The main contributions of this research are as under:
– We introduce a deep learning-based extractive and abstractive text summarization architecture for Hindi and English text documents.
– To summarize a news article, we employed a sequence-to-sequence encoder-decoder model using RNN. First, we extracted the key sentences for extractive summaries, and then we generated new sentences for abstractive summaries.
– Through experiments, we demonstrate that the proposed method outperforms other current methods and fundamental systems. The proposed method obtains a notable performance boost on the CNN News dataset, the BBC News dataset, the Hindi Text Summarization Corpus dataset, and the Indian language text summarization corpus dataset.
2 Literature Review
The use of extractive text summarization in deep neural network (DNN) information processing has gained popularity.
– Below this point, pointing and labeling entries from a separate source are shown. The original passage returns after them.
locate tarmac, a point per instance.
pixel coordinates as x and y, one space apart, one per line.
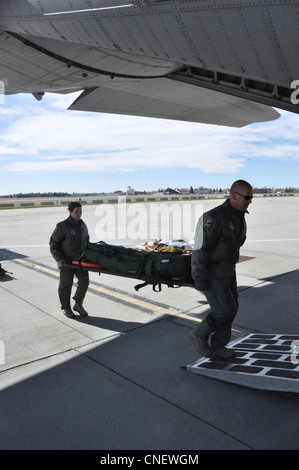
117 380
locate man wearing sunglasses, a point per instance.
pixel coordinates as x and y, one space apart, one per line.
219 235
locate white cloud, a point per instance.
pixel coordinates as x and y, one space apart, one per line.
44 137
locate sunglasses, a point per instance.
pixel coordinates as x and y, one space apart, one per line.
248 198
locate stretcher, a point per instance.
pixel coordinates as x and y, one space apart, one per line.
154 268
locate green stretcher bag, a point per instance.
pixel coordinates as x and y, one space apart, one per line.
156 268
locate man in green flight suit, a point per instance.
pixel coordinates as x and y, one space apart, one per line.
67 244
220 233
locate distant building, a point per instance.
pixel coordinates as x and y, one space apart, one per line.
130 191
171 191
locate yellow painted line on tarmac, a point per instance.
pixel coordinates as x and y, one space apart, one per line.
116 295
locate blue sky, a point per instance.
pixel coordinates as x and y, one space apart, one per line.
44 147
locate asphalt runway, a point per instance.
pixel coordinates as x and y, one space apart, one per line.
117 380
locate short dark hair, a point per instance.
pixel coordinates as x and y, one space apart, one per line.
239 185
73 205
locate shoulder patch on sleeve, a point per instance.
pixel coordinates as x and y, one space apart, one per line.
208 222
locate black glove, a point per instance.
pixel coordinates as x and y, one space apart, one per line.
201 285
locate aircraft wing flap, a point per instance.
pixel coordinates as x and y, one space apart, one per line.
167 99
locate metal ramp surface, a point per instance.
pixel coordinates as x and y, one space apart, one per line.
263 361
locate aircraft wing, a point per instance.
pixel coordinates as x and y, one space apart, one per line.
170 99
189 60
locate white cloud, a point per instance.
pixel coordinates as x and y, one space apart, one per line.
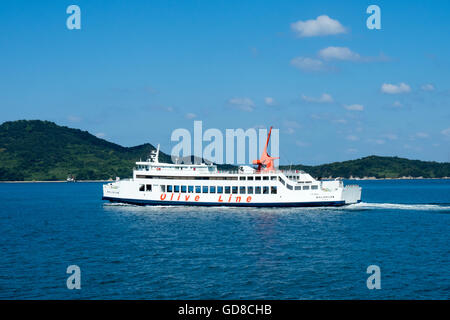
308 64
352 138
339 53
269 101
244 104
190 115
301 143
321 26
427 87
73 118
422 135
377 141
324 98
446 132
355 107
395 89
390 136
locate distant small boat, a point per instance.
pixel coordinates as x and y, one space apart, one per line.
156 183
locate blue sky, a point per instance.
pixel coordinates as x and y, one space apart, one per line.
137 70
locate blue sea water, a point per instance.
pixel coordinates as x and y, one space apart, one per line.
131 252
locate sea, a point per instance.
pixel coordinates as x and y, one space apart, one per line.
402 227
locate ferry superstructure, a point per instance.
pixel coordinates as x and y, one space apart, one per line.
166 184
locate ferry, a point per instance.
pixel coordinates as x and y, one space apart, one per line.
263 185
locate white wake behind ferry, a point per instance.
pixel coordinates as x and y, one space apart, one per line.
156 183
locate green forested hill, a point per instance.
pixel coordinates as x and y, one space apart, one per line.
42 150
378 167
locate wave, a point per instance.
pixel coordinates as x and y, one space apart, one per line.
358 206
400 206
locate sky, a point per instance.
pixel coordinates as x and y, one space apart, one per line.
138 70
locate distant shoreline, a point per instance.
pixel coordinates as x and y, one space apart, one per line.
353 178
57 181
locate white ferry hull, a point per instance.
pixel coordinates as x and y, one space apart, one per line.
125 191
168 184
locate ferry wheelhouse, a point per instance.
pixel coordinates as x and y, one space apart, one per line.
167 184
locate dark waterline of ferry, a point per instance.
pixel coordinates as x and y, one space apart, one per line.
134 252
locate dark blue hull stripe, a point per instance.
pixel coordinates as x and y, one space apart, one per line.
226 204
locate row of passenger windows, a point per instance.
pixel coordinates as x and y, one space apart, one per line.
221 189
242 178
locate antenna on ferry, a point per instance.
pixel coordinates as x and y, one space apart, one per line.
266 160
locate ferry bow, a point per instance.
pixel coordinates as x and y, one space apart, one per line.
156 183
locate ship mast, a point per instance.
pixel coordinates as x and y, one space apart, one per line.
154 155
266 162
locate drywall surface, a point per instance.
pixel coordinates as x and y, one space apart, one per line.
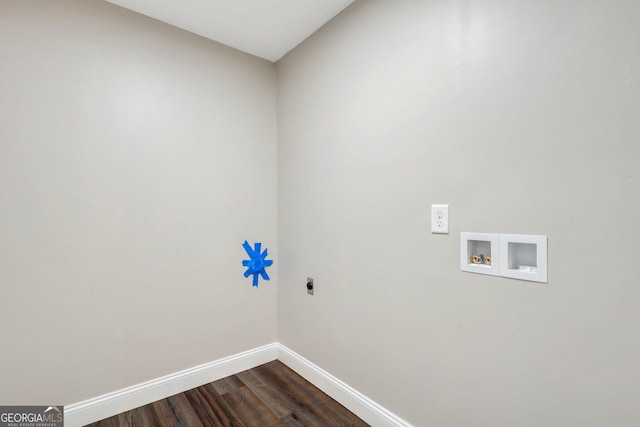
523 116
135 159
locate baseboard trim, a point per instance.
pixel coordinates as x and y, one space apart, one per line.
107 405
110 404
347 396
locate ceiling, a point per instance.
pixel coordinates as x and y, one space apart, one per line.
265 28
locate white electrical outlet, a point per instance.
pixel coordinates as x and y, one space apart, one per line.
440 219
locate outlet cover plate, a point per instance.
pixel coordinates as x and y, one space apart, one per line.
440 219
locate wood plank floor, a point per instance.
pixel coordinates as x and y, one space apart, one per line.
269 395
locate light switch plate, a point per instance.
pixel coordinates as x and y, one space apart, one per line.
440 219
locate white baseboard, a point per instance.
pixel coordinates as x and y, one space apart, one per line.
110 404
347 396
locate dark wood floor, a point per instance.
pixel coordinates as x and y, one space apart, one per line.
269 395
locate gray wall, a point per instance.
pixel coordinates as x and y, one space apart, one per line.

These machine learning techniques integrate numerous nonlinear neural network (NN) layers. To function well, the DNN requires a large amount of training data.
For example, the development of DNNs such as recurrent neural networks (RNN) and convolutional neural networks (CNN) requires enormous datasets. Abstractive summary methods require NLP, machine learning, and deep learning methods [3, 8, 21] to generate and select meaning words to form new sentences.
Other recent abstractive methods are Pointer Generator [17], Pre-Training with Extracted Gap-Sentences for Abstractive Summarization (PEGASUS) [27], and T5 [23]. Nowadays, abstractive text summarization is based on a neural network that produces a neural sequence-to-sequence model. A hybrid pointer-generator network model uses this model on various datasets, including CNN and the Daily Mail.
The PEGASUS model is a newly proposed Google model for pre-training large corpora via a transformer-based encoder-decoder model [27]. There are two key graph-based methods that yield promising results for sentence ranking: TextRank [42] and LexRank [43].
For the Indian language, these methods are domain- and language-independent [44]. Both methods select words or phrases from an input document and position them as vertices in a weighted, undirected network. Edges are then drawn between sentence pairs according to how similar they are to each other.
The main difference between TextRank and LexRank is that they measure the similarity between two sentences. TextRank measures the similarity based on the similar words between two sentences, and LexRank measures the similarity by using cosine similarity.
The Google search engine uses the PageRank [45] algorithm in both methods to rank webpages and select important phrases through a random walk across a network.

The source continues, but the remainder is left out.